Waruguru’s artistic practice spans across different media – textile, drawing, ceramics, needlework, natural pigment making and installation – through ideas of geographical belonging, time, and transience. Painting processes are combined with acts of making that she has learned and inherited from the women in her life. Beadwork, sewing and knitting are all incorporated in Agnes’ work, placing her personal identity in her practice and connecting it to women’s labour traditions. Waruguru explores the material of objects and their capacity to act as markers of identity and carriers of personal histories, to develop new sceneries which can often be memory or emotion landscapes. By avoiding the more typical approach to painting on primed, stretched canvas, the artist works predominantly on cotton, using dyeing, pouring and spraying, alongside brushwork as her means of applying paint. Water, a symbol of cleansing or rebirth in many cultures, is the main medium in most of the works. It is used as a primer to receive pigments, acrylic paints, inks and watercolors, applied in successive layers, either diluted or concentrated. “I started to make drawings that I would hang in the rain to see how I could collaborate with rain and trace the passageways of rain. In the past I have washed textile works in the ocean which led to an ongoing practice of cleansing my textile works with salt water as a beginning point of making a painting”.

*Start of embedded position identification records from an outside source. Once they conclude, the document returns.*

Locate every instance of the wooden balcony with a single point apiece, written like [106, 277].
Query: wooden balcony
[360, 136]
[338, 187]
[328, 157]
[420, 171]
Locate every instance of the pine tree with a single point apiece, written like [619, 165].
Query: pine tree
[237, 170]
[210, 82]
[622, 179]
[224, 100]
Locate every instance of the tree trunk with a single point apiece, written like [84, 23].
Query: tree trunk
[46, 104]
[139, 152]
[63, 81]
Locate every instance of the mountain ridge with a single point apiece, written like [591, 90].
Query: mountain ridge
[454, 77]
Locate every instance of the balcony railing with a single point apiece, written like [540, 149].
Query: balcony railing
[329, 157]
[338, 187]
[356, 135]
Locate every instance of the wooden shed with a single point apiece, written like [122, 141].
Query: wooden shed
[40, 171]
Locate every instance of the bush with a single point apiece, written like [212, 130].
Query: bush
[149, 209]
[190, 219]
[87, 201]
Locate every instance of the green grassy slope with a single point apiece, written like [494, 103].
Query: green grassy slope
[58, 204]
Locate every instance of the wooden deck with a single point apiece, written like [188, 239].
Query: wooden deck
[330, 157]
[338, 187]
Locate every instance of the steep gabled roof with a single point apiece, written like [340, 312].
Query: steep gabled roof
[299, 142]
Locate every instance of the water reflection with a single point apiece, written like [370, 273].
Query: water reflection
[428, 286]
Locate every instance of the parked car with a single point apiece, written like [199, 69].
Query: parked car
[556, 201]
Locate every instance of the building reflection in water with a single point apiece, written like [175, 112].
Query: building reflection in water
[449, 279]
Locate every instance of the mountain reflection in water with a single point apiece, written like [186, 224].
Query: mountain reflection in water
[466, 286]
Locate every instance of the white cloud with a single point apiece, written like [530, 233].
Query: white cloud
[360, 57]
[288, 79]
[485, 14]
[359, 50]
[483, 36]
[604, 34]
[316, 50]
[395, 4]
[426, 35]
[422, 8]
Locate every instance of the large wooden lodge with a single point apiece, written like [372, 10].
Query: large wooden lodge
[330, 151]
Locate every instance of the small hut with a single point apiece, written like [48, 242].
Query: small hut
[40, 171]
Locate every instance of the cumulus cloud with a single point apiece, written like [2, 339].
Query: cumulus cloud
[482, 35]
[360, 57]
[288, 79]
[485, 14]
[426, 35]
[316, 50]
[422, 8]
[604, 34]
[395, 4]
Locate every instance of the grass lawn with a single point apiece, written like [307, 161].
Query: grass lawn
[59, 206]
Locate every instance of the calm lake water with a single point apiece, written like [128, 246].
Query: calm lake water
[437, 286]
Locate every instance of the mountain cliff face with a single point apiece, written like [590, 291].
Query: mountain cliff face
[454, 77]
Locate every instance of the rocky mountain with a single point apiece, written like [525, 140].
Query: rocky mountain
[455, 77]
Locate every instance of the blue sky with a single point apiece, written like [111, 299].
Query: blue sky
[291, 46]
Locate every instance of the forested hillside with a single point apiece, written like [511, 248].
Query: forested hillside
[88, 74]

The exhibition takes place in the two side rooms of the gallery and includes a series of new works together with a large-scale textile work realized during her residency at the Rijksakademie in Amsterdam. When combined together, as in the installation conceived for the 60th edition of the Venice Biennale in 2024, the works create an immersive and contemplative space, inhabited by bright, expansive, atmospheric and almost dreamlike presences. “When making these works I always feel like more could happen. It’s like holding your breath. The work could surprise you. Not all the space is taken up so there is enough room to feel things moving, for the work to continue extending itself. I want to create a feeling of being suspended, of being in the middle of something”. The installation embraces the viewer, activating a sense of stillness, a space for listening and waiting. The viewers are invited to wander into Waruguru’s imagination and weave their own narratives.

Agnes Waruguru (1994, Nairobi) received a BFA from the Savannah College of Art and Design, USA. She has participated in residencies in Kenya, at the Saba Artists Residency in Lamu, Artspace in Sydney, Australia and in 2023 completed a two year residency at the Rijksakademie in Amsterdam. Waruguru participated in the inaugural edition of the Stellenbosch Triennale, South Africa in 2020 and had her first solo show Small things to consider at Circle Art Gallery later that same year. In 2022 she was nominated for the Volkskrant Beeldende Kunst Prize and in 2024 for the Norval Sovereign African Art Prize. Recent exhibitions and Biennale invitations include: Echoes of our stories at Quinta do Quetzal, 2023; 22nd Biennial Sesc–Videobrasil in Sao Paulo, 2023; Foreigners everywhere, La Biennale di Venezia, Venice, 2024. Most recently, Waruguru was featured in The Artsy Vanguard. Young Artists to Watch list; an annual feature highlighting the most promising artists working today.